Jane Zeyer, Centennial Committee member, said of the events, “The best part was just watching others enjoy themselves.”
In Rosie Peck fashion she commented, “Oh my gosh, fabulous. All the planning, worrying and hoping for it not to turn out as big as the fourth of July is done. ”
A variety of entertainment was presented including Jerry Tlucek singing about Melba in a sing along and Dave Mangum.
While folks finished up dinner and visited with the people around them, Mayor Sturges spoke to the community about his appreciation of service from many in it.
He honored past mayors with a plaque.
Sturges also honored Pastor Chris Hinderliter as the Centennial Committee Chair for all of his remarkable service to the community.
Acknowledgement was given to Melba oldest living resident, Lloyd Coleman, at 95 years old.
Founding family member, Gene Hays, unable to attend the celebration, sent a letter and gifts including the original deed issued by the state for the original 40 acres of Melba town site from 1912, then known as Rock Spur, as a train stop.
Hayes also sent a framed original plot map of the city.
Hinderliter presented honors to three of the founding families, Proesch, Reineke, and Zeyer, still thriving today in Melba and contributing to its growth.
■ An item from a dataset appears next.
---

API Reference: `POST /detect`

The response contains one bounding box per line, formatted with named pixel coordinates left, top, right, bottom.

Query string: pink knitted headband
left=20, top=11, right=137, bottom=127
Eleven Spirit of Melba award were given out, Melba QRU and Fire Department, Dixie Steen, Donna Hoagland, Russ Steiner, Ron Wright, Beth Cole, Rosie Peck, Madge Wylie, Dale and Doris Van Schoiack, Dan and Lynn Perry, Dave and Pam Mangum and a surprise award went to Noni and Parkie Stapleton.
The day ended with a grand firework display from Ron Wright, launched right from the practice field next to the school, and live music from Big Wow at the street dance held in the parking lot of the high school.
Adults and kids of all ages danced into the darkness and under the streetlamps.
Doris Van Schoiack, Centennial Committee member said, “I outta be able to sleep tonight.”